Question

Two groups of players consist of 6 and 8 players. In how many ways can a team of 11 players be selected from these two groups if at least 4 players are to be included from the first group?
(a) 334
(b) 344
(c) 120
(d) 168

Answer 1

To solve this problem we will make three cases i.e. first when 4 players are taken from the first team and 7 players from the second one. Second case when 5 players are chosen from first team and 6 from second team. Third case when all 6 players are chosen from first and rest from second team.

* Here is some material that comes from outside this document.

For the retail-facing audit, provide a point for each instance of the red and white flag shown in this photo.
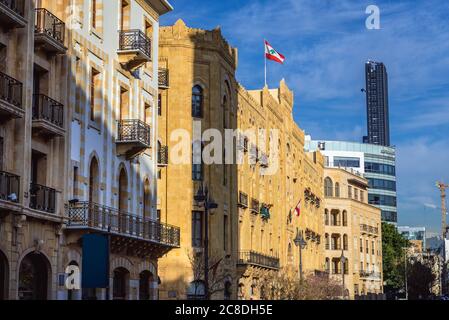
(298, 209)
(272, 54)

These all cases can be easily found out using $^{n}{{C}_{r}}$ where $^{n}{{C}_{r}}$ is equal to $\dfrac{n!}{r!\left( n-r \right)!}$. After finding out the total number of ways of selecting players from each team we will add all the number of cases to get the required answer.

Complete step-by-step answer:
We are given two groups of players first which consists of 6 players and second consists 8 players.
Now we have to find the total number of ways in which a team of 11 players can be formed which contains at least 4 players from group 1.
So to solve this we will form 3 cases as follows,
Case 1: when 4 players are selected from group 1 and 7 are selected from group 2.
So we get,
Number of ways of selecting 4 players from 6 players from group 1 = $^{6}{{C}_{4}}$
Number of ways of selecting 7 players from 8 players from group 2 = $^{8}{{C}_{7}}$
So total number of cases for this case we get as =
$\begin{aligned} & ^{6}{{C}_{4}}{{\times }^{8}}{{C}_{7}} \\\ & =\dfrac{6!}{4!\left( 6-4 \right)!}\times \dfrac{8!}{7!\left( 8-7 \right)!} \\\ & =\dfrac{6!}{4!\left( 2 \right)!}\times \dfrac{8!}{7!\left( 1 \right)!} \\\ \end{aligned}$
$\begin{aligned} & =15\times 8 \\\ & =120 \\\ \end{aligned}$
Case 2: when 5 players are selected from group 1 and 6 are selected from group 2.
Number of ways of selecting 5 players from 6 players from group 1 = $^{6}{{C}_{5}}$
Number of ways of selecting 6 players from 8 players from group 2 = $^{8}{{C}_{6}}$
So total number of cases for this case we get as = $^{6}{{C}_{5}}{{\times }^{8}}{{C}_{6}}=6\times 28=168$
$\begin{aligned} & ^{6}{{C}_{5}}{{\times }^{8}}{{C}_{6}} \\\ & =\dfrac{6!}{4!\left( 6-5 \right)!}\times \dfrac{8!}{7!\left( 8-6 \right)!} \\\ & =\dfrac{6!}{4!\left( 1 \right)!}\times \dfrac{8!}{7!\left( 2 \right)!} \\\ & =6\times 28 \\\ & =168 \\\ \end{aligned}$

Case 3: when 6 players are selected from group 1 and 5 are selected from group 2.
Number of ways of selecting 6 players from 6 players from group 1 = $^{6}{{C}_{6}}$
Number of ways of selecting 5 players from 8 players from group 2 = $^{8}{{C}_{5}}$
So total number of cases for this case we get as = $^{6}{{C}_{6}}{{\times }^{8}}{{C}_{5}}=1\times 56=56$
$\begin{aligned} & ^{6}{{C}_{6}}{{\times }^{8}}{{C}_{5}} \\\ & =\dfrac{6!}{4!\left( 6-5 \right)!}\times \dfrac{8!}{7!\left( 8-5 \right)!} \\\ & =\dfrac{6!}{6!\left( 0 \right)!}\times \dfrac{8!}{7!\left( 3 \right)!} \\\ & =1\times 56 \\\ & =56 \\\ \end{aligned}$
Note that value of 0! Is 1.
So we get,
Total number of ways of selecting team of 11 players which consists at least 4 players from group 1 as,
= 120 + 168 + 56 = 344

So, the correct answer is “Option (b)”.

Note: You need to first observe the question carefully to solve this and then only you will be able to understand how the cases are to be formed to solve it easily otherwise you may try to solve it directly without cases and get stuck up or end up with the wrong answer. And some students may also just add the number of ways of selecting players instead of multiplying so be careful about that too.